For more information about how resource attributes are mapped to ECS fields and stored, refer to [Attributes and labels](https://docs-v3-preview.elastic.dev/elastic/docs-builder/docs/3016/solutions/observability/apm/opentelemetry/attributes).
EDOT uses two mechanisms to bridge these models:
1. **Passthrough fields**: When fields are propagated from `resource.attributes` to top level (also for `scope.attributes` and `attributes`), EDOT uses passthrough fields with no storage overhead.
2. **Field copying**: EDOT performs some copying for specific fields for enrichment and compatibility purposes. This copying is separate from the passthrough mechanism. For example, conditionally copying `span.id` to `transaction.id`.

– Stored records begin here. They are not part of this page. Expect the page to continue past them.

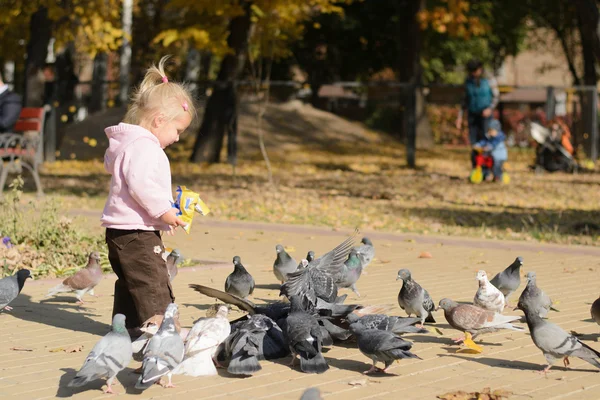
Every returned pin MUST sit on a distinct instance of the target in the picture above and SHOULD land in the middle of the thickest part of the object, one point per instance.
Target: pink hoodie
(140, 188)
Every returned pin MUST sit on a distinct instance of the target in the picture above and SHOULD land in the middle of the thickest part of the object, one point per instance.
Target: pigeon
(382, 346)
(305, 339)
(310, 256)
(202, 343)
(109, 356)
(366, 252)
(173, 260)
(536, 297)
(383, 322)
(11, 286)
(488, 296)
(554, 342)
(508, 281)
(284, 264)
(316, 281)
(475, 320)
(251, 340)
(595, 311)
(163, 353)
(311, 394)
(350, 272)
(239, 282)
(413, 299)
(83, 281)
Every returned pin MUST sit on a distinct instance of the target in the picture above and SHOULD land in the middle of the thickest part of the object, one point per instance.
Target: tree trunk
(40, 32)
(221, 111)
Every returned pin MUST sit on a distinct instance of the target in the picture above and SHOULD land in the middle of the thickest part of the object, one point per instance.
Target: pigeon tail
(60, 288)
(153, 369)
(314, 365)
(200, 364)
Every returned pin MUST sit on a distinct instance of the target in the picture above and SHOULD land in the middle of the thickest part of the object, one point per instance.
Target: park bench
(24, 147)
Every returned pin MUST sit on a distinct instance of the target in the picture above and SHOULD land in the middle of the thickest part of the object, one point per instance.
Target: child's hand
(170, 218)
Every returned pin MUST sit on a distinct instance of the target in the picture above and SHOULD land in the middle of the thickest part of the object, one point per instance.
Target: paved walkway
(570, 275)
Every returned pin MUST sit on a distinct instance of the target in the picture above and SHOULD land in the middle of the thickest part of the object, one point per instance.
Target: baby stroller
(555, 150)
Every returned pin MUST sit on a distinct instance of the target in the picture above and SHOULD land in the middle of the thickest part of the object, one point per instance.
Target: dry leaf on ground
(485, 394)
(358, 382)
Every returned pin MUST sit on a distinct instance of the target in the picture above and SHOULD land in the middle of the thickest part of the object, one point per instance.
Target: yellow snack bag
(188, 202)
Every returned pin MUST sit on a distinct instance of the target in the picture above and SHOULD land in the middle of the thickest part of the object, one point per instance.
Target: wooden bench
(24, 147)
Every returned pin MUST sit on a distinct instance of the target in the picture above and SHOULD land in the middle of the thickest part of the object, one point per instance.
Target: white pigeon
(488, 296)
(202, 343)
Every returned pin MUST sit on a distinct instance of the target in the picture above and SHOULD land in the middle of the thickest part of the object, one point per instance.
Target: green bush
(40, 237)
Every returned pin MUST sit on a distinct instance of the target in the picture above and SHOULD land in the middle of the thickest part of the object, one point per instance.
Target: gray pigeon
(239, 282)
(163, 353)
(554, 342)
(595, 311)
(311, 394)
(305, 339)
(173, 260)
(508, 281)
(383, 322)
(109, 356)
(413, 299)
(284, 264)
(382, 346)
(257, 338)
(350, 272)
(11, 286)
(316, 282)
(366, 251)
(475, 320)
(535, 297)
(83, 281)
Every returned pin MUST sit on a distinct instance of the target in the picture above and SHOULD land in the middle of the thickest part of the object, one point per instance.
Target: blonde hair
(158, 94)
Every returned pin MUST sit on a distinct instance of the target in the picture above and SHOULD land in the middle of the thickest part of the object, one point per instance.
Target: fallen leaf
(20, 349)
(358, 382)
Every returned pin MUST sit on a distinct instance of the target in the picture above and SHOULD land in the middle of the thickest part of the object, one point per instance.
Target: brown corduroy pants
(142, 289)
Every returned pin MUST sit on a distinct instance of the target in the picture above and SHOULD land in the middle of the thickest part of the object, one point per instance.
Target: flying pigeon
(350, 272)
(173, 260)
(251, 340)
(554, 342)
(475, 320)
(380, 346)
(413, 299)
(508, 281)
(488, 296)
(11, 286)
(366, 251)
(305, 338)
(284, 264)
(109, 356)
(163, 353)
(535, 297)
(239, 282)
(202, 343)
(397, 325)
(83, 281)
(316, 281)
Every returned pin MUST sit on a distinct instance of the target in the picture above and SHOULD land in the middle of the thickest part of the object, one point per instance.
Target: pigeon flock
(310, 316)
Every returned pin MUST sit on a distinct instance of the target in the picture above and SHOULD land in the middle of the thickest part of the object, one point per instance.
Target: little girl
(139, 204)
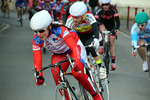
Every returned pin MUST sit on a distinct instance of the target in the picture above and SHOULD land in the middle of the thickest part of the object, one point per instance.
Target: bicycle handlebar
(58, 64)
(108, 32)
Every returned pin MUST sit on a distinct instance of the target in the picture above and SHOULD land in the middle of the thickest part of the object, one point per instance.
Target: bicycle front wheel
(105, 89)
(60, 93)
(106, 56)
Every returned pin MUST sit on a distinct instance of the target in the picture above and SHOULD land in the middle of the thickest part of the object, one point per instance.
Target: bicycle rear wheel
(106, 57)
(105, 89)
(61, 96)
(84, 95)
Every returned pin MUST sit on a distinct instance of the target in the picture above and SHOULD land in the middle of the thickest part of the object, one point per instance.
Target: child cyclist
(60, 41)
(86, 26)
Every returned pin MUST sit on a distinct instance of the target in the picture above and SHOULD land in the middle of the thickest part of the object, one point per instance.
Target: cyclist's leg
(55, 71)
(142, 51)
(83, 79)
(101, 28)
(18, 13)
(112, 51)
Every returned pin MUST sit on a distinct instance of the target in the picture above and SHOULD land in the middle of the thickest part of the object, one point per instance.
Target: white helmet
(105, 1)
(78, 9)
(41, 20)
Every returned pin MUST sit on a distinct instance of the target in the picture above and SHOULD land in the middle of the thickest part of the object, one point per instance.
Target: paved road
(128, 82)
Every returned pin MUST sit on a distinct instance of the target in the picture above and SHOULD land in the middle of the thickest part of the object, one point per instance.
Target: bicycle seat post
(106, 34)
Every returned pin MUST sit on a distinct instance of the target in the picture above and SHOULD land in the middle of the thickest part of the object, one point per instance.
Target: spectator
(93, 4)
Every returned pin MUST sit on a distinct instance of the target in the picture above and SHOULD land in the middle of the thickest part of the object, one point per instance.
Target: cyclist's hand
(77, 67)
(39, 80)
(117, 32)
(96, 43)
(133, 53)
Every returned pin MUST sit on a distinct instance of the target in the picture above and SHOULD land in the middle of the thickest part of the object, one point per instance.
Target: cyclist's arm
(95, 30)
(117, 22)
(134, 36)
(37, 53)
(64, 13)
(70, 41)
(94, 25)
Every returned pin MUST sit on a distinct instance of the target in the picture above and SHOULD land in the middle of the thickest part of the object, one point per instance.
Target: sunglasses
(105, 4)
(141, 24)
(40, 31)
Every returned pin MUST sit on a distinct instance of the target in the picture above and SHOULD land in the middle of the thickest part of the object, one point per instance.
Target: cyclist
(20, 5)
(58, 4)
(85, 24)
(65, 10)
(107, 16)
(34, 6)
(140, 34)
(61, 41)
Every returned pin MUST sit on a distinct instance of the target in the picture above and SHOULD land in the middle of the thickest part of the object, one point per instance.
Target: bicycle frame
(106, 46)
(147, 47)
(63, 82)
(100, 85)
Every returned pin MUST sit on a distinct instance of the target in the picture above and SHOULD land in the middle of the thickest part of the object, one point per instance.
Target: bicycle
(5, 9)
(147, 46)
(106, 47)
(101, 85)
(20, 15)
(64, 83)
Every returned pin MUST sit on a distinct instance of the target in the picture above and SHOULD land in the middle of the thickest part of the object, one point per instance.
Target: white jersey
(136, 33)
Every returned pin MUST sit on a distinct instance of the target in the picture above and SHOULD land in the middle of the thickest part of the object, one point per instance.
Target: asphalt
(123, 24)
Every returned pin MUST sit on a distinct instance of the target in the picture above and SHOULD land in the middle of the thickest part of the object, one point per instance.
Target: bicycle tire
(105, 90)
(148, 61)
(70, 91)
(95, 80)
(106, 57)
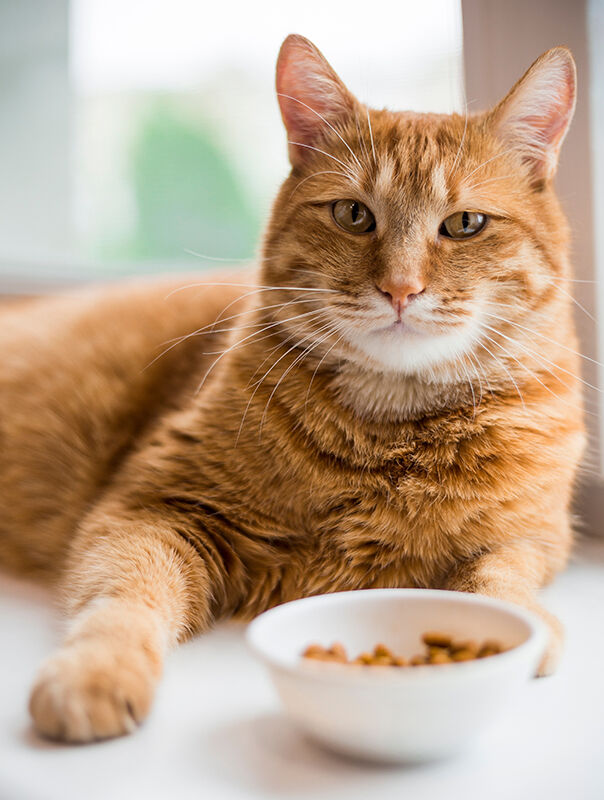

These mechanisms ensure that:
- Dashboards continue to function
- Filters and searches behave consistently
- OTel structure remains intact for downstream compatibility

This duplication is intentional.

## Storage engines

The storage engine used by EDOT depends on which data stream the data is sent to. Different data streams use different index templates, and the index templates determine which storage engine is used.
For example:
- When EDOT sends to OTel-native data streams (using the `otel` exporter), the data uses the storage engines configured for those data streams.
- When EDOT sends to ECS-compatible data streams (using `elasticapmintake` or the `ecs` exporter), the data uses the storage engines configured for those data streams.

EDOT uses the same index templates and mappings as the rest of the Observability solution.